Cream Cheese Frosting (optional):
- 4 oz cream cheese, softened
- ¼ cup unsalted butter, softened
- 1 ½ cups powdered sugar
- 1 tsp vanilla extract
Beat the cream cheese and butter together until smooth. Gradually add the powdered sugar and vanilla extract, mixing until creamy and well-combined. Spread the frosting over the cooled cake for a luscious finish.
Enjoy!
Whether you enjoy it plain with a cup of coffee or as a decadent dessert topped with frosting, this Pumpkin Banana Cake is bound to be a hit. The combination of banana’s natural sweetness and pumpkin’s earthy richness creates a perfect balance that’s hard to resist.
FAQ: Pumpkin Banana Cake
1. Can I use fresh pumpkin instead of canned?
Yes! If you prefer fresh pumpkin, make sure to cook and puree it first. Just ensure it’s smooth and has a similar consistency to canned pumpkin.

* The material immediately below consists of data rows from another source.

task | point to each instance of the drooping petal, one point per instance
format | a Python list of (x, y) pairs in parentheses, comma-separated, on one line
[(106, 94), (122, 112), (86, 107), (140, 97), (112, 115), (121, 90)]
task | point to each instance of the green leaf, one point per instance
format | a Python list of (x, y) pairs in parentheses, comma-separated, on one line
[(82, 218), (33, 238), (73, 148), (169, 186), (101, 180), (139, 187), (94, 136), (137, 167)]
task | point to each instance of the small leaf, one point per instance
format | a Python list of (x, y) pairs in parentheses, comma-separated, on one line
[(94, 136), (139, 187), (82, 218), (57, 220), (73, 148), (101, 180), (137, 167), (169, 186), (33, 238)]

2. What can I substitute for eggs?
For a vegan option, you can replace each egg with 1/4 cup of unsweetened applesauce or a flax egg (1 tablespoon of ground flaxseed mixed with 2.5 tablespoons of water).

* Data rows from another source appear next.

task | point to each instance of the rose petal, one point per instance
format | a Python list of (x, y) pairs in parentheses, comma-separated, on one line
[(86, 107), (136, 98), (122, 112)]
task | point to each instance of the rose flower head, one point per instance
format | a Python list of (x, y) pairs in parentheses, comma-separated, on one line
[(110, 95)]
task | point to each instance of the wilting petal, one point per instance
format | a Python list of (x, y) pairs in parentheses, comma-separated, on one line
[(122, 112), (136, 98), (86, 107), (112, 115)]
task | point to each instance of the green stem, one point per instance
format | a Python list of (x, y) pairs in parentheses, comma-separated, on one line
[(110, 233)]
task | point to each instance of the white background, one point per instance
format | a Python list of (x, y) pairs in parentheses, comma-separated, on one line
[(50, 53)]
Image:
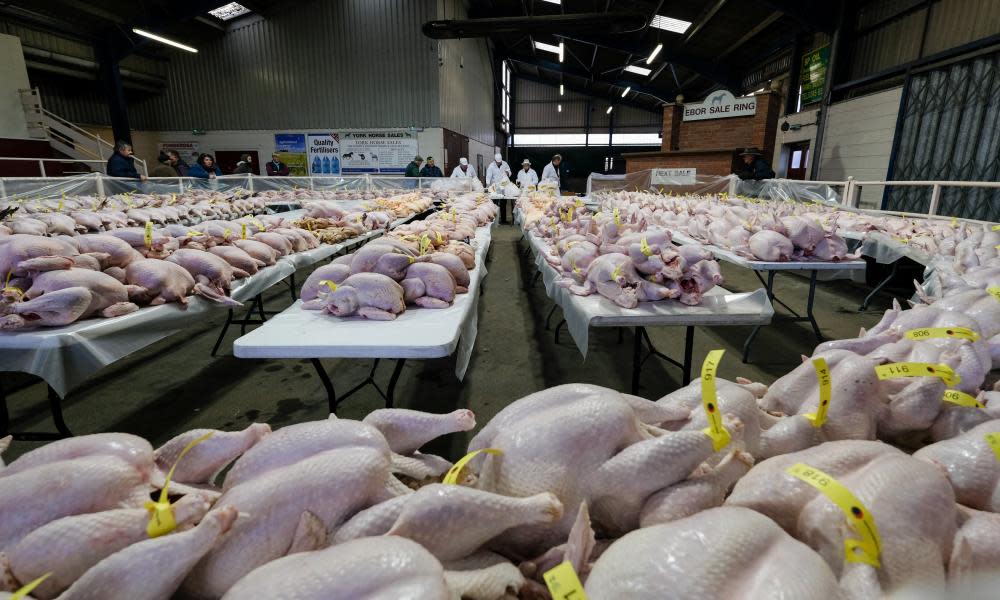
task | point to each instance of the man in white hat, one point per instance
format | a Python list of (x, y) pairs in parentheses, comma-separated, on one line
[(526, 176), (497, 171), (464, 170)]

3. How can I store the cake?
Store the cake in an airtight container at room temperature for up to 3 days, or in the refrigerator for up to a week. You can also freeze it for longer storage; wrap it tightly in plastic wrap and foil.

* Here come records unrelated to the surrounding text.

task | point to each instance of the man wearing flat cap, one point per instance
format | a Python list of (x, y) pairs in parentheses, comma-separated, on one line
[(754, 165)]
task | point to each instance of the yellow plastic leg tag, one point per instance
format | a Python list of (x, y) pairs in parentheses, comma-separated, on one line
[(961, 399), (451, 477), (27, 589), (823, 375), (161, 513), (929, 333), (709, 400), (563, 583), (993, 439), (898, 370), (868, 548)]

4. What are some good add-ins for this cake?
Feel free to get creative! Chopped nuts (like walnuts or pecans), chocolate chips, dried cranberries, or shredded coconut all make excellent additions.
5. Can I make this cake gluten-free?
Yes! You can substitute all-purpose flour with a gluten-free flour blend. Make sure the blend includes xanthan gum for the best texture.
6. How can I tell when the cake is done baking?
The cake is done when a toothpick inserted into the center comes out clean or with a few moist crumbs. If it comes out with wet batter, it needs more time.
7. Is the cream cheese frosting necessary?
The cream cheese frosting adds a delicious touch, but the cake is delightful on its own! Feel free to enjoy it plain or dust it with powdered sugar.
8. Can I make this cake ahead of time?
Absolutely! You can bake the cake a day in advance and store it covered at room temperature. Frost it just before serving for the best texture.